Карюха насторожилась, ведь Аньки не было, когда она рассказывала Сашке свою историю.
— Здесь ничего нельзя утаить, — словно в ответ на мысли Карюхи выдала Анька, резко шевельнула ногами, разбрасывая и сдвигая их. — Ничего. Совершенно ничего. Я очень хорошо знаю.
— Тогда почему ты шепчешь? — громко спросила Карюха. — В этом нет никакого смысла, — пожала плечами. — Говори нормально.
Анька на замечание не обратила внимания, пропустила мимо ушей, все тем же шепотом спросила:
— Убегать будешь? — И, не дожидаясь слов Карюхи, убежденно сказала: — Я знаю, будешь! — Попросила: — Возьми меня с собой. Я тебе пригожусь, вот увидишь. Я знаю, где можно пересидеть, пока будут искать. Ты возьмешь меня?
— Как же я побегу, когда меня на привязь посадили? — досада мелькнула на лице Карюхи, дернула цепочку, ойкнула от боли на запястье, заскрипела зубами, с особой болью ощущая в этот миг свою беспомощность, бросилась на кровать лицом вниз.

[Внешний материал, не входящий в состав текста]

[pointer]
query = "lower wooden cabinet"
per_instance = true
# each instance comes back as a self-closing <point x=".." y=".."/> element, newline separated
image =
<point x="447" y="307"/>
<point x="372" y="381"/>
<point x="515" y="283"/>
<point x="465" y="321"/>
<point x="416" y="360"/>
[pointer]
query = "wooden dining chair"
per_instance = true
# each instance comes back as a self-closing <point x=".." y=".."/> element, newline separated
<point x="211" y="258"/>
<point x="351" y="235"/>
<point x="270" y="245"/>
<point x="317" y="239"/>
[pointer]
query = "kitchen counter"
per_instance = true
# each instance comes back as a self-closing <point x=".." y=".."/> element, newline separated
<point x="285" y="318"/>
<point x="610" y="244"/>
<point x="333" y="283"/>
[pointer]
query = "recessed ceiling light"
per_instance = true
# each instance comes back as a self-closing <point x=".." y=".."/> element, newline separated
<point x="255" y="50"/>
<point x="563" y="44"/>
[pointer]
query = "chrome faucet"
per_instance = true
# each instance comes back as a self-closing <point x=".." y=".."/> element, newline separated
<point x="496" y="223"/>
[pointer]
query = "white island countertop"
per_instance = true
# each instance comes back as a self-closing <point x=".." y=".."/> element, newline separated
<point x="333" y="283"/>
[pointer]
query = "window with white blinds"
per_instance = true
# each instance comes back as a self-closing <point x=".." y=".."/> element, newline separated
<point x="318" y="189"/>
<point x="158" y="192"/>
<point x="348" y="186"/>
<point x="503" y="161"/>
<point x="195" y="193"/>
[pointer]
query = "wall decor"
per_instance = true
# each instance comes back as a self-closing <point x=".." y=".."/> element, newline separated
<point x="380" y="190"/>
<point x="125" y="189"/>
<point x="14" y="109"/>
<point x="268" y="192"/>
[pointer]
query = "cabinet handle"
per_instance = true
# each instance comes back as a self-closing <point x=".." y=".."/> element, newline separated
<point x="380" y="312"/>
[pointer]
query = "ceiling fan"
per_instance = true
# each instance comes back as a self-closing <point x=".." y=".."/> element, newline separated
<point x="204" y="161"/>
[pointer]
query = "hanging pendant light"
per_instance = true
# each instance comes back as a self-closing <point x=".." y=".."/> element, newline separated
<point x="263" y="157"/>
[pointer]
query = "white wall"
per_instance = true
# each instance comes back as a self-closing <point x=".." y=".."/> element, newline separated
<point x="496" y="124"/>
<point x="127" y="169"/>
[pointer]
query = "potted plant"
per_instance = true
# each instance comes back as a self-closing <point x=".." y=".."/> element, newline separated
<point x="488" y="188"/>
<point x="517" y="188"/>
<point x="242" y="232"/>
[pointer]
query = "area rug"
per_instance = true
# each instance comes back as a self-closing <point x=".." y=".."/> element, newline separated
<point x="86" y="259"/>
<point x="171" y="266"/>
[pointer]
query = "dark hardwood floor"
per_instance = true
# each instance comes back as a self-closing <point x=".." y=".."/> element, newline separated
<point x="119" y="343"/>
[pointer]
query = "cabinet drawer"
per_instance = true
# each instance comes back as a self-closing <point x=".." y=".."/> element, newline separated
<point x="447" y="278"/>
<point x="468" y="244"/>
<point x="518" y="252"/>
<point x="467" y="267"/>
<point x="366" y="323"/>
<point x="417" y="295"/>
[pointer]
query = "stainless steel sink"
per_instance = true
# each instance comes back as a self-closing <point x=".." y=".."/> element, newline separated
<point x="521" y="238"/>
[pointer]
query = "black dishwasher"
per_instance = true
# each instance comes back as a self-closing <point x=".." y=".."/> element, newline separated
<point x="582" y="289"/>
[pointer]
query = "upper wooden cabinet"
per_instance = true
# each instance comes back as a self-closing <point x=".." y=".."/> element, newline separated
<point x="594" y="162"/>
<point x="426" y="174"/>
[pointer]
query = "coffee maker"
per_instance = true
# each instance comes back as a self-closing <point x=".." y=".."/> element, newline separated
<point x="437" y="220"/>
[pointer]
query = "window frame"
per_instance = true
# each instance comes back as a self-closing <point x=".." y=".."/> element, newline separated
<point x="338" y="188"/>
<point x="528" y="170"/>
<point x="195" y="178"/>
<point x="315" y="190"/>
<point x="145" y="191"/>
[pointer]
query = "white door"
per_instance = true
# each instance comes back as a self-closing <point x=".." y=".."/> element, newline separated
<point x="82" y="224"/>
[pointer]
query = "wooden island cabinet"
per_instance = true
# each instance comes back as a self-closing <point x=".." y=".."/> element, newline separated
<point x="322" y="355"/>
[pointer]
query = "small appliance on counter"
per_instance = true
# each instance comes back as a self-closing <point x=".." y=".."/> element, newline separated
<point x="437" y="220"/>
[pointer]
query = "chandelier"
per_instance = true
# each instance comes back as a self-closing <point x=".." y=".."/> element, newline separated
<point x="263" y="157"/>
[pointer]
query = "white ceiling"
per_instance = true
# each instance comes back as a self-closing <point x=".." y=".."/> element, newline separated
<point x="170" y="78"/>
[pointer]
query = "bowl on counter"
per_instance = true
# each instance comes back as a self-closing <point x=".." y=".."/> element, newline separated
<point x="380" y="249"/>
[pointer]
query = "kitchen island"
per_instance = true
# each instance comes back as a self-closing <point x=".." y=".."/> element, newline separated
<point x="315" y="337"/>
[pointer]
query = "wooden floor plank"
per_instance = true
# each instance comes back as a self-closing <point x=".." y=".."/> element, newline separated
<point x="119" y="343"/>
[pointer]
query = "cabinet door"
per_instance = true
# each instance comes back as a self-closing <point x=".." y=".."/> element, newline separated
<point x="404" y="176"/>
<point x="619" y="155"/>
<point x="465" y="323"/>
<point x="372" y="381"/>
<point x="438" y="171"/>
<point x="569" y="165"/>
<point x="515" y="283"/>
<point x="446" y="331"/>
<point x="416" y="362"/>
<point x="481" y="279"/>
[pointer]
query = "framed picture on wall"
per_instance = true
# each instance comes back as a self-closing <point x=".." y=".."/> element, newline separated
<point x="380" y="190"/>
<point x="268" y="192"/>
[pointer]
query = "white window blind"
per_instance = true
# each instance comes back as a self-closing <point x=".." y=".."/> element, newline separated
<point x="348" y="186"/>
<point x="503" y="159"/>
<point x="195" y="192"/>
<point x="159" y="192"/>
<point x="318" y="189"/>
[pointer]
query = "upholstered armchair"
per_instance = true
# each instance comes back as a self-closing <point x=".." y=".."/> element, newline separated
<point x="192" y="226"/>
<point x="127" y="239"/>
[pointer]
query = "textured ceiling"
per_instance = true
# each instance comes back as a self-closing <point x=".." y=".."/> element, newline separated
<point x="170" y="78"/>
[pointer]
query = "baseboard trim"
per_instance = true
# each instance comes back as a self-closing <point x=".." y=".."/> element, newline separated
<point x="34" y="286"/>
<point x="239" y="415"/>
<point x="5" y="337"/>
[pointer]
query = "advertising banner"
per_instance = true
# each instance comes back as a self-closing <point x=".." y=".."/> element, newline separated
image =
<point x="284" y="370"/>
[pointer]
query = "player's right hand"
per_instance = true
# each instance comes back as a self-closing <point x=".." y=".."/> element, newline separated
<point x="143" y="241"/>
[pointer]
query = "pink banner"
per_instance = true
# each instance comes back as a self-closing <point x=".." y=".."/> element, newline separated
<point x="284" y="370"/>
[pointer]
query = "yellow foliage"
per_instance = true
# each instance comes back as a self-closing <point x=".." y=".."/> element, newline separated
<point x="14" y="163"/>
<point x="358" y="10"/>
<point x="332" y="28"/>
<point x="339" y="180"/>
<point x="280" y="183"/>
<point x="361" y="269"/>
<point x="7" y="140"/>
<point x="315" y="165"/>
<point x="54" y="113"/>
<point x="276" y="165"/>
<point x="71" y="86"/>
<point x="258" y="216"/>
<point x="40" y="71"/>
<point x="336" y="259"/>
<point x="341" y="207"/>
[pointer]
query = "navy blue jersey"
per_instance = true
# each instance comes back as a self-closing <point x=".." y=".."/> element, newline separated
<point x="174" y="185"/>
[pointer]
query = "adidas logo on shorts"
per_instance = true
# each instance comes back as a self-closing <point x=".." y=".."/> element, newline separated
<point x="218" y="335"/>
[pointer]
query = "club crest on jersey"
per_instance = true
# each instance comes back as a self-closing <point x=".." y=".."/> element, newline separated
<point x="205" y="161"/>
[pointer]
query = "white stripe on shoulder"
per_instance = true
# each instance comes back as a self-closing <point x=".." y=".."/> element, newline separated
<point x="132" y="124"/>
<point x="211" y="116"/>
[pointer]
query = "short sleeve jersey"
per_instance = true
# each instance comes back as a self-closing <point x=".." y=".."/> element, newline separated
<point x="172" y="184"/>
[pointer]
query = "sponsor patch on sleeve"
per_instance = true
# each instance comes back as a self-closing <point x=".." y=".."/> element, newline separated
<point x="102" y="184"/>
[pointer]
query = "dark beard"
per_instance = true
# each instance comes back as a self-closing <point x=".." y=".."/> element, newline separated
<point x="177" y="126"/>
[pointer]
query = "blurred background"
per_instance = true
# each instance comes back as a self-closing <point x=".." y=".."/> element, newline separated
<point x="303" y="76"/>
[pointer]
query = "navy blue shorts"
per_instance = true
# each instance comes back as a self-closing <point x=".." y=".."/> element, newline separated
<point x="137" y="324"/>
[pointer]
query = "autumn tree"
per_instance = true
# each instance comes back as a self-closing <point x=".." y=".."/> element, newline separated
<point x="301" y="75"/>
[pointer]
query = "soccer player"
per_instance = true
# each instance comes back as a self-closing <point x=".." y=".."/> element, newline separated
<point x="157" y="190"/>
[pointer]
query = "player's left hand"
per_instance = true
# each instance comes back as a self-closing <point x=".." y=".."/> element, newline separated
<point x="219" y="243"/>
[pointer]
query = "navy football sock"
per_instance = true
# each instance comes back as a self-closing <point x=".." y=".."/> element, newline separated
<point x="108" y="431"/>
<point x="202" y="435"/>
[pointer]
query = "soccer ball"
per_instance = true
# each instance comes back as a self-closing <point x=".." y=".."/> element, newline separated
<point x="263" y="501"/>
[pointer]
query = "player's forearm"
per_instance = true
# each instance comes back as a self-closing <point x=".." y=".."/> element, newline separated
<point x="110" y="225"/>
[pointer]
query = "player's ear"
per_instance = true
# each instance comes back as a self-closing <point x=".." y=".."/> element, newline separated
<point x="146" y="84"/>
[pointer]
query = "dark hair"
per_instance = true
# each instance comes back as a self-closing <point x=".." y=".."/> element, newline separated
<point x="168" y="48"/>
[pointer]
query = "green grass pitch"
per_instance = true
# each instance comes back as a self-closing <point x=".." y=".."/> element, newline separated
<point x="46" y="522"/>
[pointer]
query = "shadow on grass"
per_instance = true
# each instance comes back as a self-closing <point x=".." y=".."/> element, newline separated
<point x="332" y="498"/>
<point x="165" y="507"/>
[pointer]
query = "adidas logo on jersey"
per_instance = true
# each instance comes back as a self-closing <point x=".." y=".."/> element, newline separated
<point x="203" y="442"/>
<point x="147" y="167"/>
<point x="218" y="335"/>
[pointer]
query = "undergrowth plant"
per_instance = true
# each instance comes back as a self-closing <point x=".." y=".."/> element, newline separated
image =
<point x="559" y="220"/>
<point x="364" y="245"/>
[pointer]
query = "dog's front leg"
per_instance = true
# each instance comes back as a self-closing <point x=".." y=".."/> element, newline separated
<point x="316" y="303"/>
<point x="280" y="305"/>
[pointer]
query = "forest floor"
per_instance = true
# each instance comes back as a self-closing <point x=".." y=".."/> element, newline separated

Все было плохо. Уже не знала, кому и во что верить. Сашку не понимала, а потому не могла на нее полагаться, но и Анькино поведение было довольно странным. Безусловно, Карюха хотела вырваться отсюда, любой нормальный человек, попав в подобную ситуацию, будет стремиться найти выход. Однако все было запутано и сложно, и, главное, она была ограничена в движениях длиной цепочки. Подумалось, как же она станет ходить в туалет? Впрочем, наверно, все разрешимо, не она первая. Надо же так засыпаться. Проклятый город. Столько вокруг идиотов. Ничего не добьешься. Есть очень хочется, аж сосет под ложечкой, но не попросишь, чего доброго, опять инкриминируют воровство.
Как хорошо жилось в своем городе, не ценила, дуреха, что имела, в кафе ходила, как к себе домой. Люди на улицах порой даже надоедали повсеместной сутолокой, а теперь хоть бы одним глазком снова очутиться в этой суматохе. С радостью бы ринулась в толпу и с удовольствием глотала бы любые недовольства в свой адрес за то, что кому-то оттоптала ноги, кого-то зацепила локтем, кому-то пересекла дорогу. Казалось, это так близко, совсем рядом, стоит только протянуть руку — и вот оно, надо только вырваться из этих стен — и все вернется на круги своя, и снова засосет суета родного города. Однако это только казалось. Действительность же была совсем иной.
Уму непостижимо, все шиворот-навыворот. Посоветоваться не с кем. Хоть бы Катюха не залетела с каким-нибудь яблоком. И не предупредишь. Но ведь должны ж ребята сообразить, что к чему.